Examining the racial disparities in severe COVID-19 among kids

Article

A link between race and severe COVID-19 has been noted in adults. A report investigates whether such a link exists in children.

Although cases of COVID-19 in children are often mild, there has been an increase in the rates of hospitalization in the past few months. Research has indicated that there is a link between race and severe COVID-19 in adults, but whether this is also true in children has not yet been clear. A report in JAMA Pediatrics that used a large cohort of children in England sought to offer some evidence on whether this connection also existed in children.1

The QResearch database was used to find children aged 0 to 18 years who had received medical care at family practices across England. The database had linked patients individually with national severe acute respiratory syndrome coronavirus 2 (SARS-CoV-2) testing, hospital admission, and mortality data. The primary outcome was admission to the hospital with a confirmed COVID-19 infection. Other outcomes included any hospital attendance with confirmed COVID-19 and intensive care admission as well as a SARS-CoV-2–positive test result.
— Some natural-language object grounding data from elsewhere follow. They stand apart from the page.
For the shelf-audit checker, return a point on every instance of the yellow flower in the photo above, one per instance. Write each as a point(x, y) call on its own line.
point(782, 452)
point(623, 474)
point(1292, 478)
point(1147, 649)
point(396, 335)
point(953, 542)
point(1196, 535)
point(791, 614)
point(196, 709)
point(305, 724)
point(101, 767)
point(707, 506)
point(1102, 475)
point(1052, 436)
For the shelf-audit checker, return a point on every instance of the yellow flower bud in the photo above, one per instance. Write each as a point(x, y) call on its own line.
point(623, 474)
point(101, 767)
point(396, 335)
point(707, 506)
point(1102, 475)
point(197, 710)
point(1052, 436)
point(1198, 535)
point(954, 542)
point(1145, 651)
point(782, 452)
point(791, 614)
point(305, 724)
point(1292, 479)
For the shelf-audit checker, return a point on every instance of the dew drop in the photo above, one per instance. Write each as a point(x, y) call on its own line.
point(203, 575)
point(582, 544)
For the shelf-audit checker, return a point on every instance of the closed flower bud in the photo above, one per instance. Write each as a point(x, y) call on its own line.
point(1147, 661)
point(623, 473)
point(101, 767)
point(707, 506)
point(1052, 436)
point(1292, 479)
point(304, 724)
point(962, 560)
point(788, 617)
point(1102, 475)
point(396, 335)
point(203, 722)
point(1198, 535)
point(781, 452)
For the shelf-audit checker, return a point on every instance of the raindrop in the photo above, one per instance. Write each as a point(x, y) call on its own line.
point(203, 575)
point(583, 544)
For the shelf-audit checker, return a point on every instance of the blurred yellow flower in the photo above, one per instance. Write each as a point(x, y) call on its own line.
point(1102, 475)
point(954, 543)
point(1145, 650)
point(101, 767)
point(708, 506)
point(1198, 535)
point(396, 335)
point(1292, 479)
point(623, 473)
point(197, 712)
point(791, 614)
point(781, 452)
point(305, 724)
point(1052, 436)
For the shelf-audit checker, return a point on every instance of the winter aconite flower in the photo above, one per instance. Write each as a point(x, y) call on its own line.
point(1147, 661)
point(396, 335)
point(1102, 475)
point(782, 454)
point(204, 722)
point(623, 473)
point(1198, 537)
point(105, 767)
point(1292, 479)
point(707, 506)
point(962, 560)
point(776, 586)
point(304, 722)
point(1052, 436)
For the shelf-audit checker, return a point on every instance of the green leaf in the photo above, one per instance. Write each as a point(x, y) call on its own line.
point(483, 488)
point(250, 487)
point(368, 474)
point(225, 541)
From a possible pool of 2,576,353 children, 410,726 were tested for SARS-CoV-2 and 26,322 had a positive test result. From the subcohort of children who tested positive, 1853 had some hospital attendance and 343 were admitted to the hospital, of which 73 required intensive care. There was significant variance in test across race, with White children having the highest proportion of testing (223 701/1 311 041 [17.1%]), in contrast to Asian children (33 213/243 545 [13.6%]), Black children (7727/93 620 [8.3%]), and children of mixed or other races (18 971/147 529 [12.9%]). When compared to White children, Black (adjusted OR, 1.44; 95% CI, 0.90-2.31) and children of mixed or other races (adjusted OR, 1.40; 95% CI, 0.93-2.10) had comparable rates of hospital admissions for COVID-19, whereas Asian children were more likely to be admitted to the hospital for COVID-19 (adjusted odds ratio [OR], 1.62; 95% CI, 1.12-2.36). Asian children were also more likely be admitted to intensive care (adjusted OR, 2.11; 95% CI, 1.07-4.14). Furthermore, children of mixed or other races (adjusted OR, 2.14; 95% CI, 1.25-3.65) and Black children (adjusted OR, 2.31; 95% CI, 1.08-4.94) were found to have longer hospital admissions ≥36 hours.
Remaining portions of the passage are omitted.